Through a series of encounters in Maryland honky-tonks where Davis played with a country band, he came to befriend a former member of the KKK.  This led to an interview with Roger Kelly, the Grand Dragon of the Maryland KKK, as part of Davis’ research for his book on racism and reconciliation.  Davis came away from this very tense initial meeting surprised to realize he actually kind of liked Kelly, even though they could not have disagreed more on the matter ofrace.  Kelly left Davis with his card, and invited him to keep in touch.

Whenever Davis performed in the county where Kelly lived, he’d call and invite him to come to the show.  Kelly would come, and would bring other friends of his from the KKK.  Davis and Kelly developed a friendship, and Davis even attended some KKK rallies as Kelly’s guest – and act which required tremendous courage – of different sorts – on both their parts. 

Roger Kelley became an Imperial Wizard of the KKK, but his friendship with Daryl Davis began to nag at his conscience.  Eventually, Kelly, and a dozen other key leaders of the Maryland KKK, renounced their membership, effectively eviscerating the KKK in that state.  Through the power of unrestricted love, they discovered their capacity to become human mirrored in the face of Daryl Davis. 

“The lesson learned is: ignorance breeds fear,” says Davis. “If you don’t keep that fear in check, that fear will breed hatred.
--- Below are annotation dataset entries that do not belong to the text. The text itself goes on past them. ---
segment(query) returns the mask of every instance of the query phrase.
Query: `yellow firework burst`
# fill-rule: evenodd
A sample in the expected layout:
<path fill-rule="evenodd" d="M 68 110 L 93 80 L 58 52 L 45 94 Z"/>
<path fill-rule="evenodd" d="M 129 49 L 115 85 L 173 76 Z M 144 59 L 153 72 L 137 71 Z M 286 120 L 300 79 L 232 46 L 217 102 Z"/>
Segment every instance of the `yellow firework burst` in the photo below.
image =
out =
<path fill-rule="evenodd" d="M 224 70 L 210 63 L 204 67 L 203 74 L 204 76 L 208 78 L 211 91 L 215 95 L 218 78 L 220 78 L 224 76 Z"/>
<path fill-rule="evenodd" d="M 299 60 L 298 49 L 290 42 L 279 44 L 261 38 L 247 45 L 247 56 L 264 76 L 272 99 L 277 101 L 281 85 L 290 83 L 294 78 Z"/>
If you don’t keep hatred in check it will breed destruction.”[4]

Reflecting on his relationships with white supremacists like Roger Kelly, Davis argues,

You challenge them. But you don't challenge them rudely or violently. You do it politely and intelligently. And when you do things that way chances are they will reciprocate and give you a platform. So he and I would sit down and listen to one another over a period of time. And the cement that held his ideas together
began to get cracks in it. And then it began to crumble. And then it fell apart.[5]

In a land of deep darkness Daryl Davis is shining the light of unrestricted love, affirming the possibility of civil discourse and transfiguring relationships across the deepest divides.  We can engage the enemy without becoming the evil we deplore.  This is Jesus’ third way between conformity and violence.  It is the way of becoming human.

We can become human.  We can return to paradise, if we are willing to follow the child, born this day, born in us, who is leading us there.  That is our hope, that is the hope of the world.  Amen.

[1] Dietrich Bonhoeffer, Ethics (Minneapolis:  Fortress Press, 2005), pp. 84 – 85.
[2] Walter Wink, The Human Being: Jesus and the Enigma of the Son of Man, p. 26.
[3] James Alison, “Looking Backwards for Christmas” at http://www.jamesalison.co.uk/pdf/eng24.pdf.
[4] Bob Massey, "Dancing with the Devil," The Washington Post (July 5, 1998).
[5] Conor Friedersdorf, “The Audacity of Talking About Race with the Ku Klux Klan,” The Atlantic (March 27, 2015).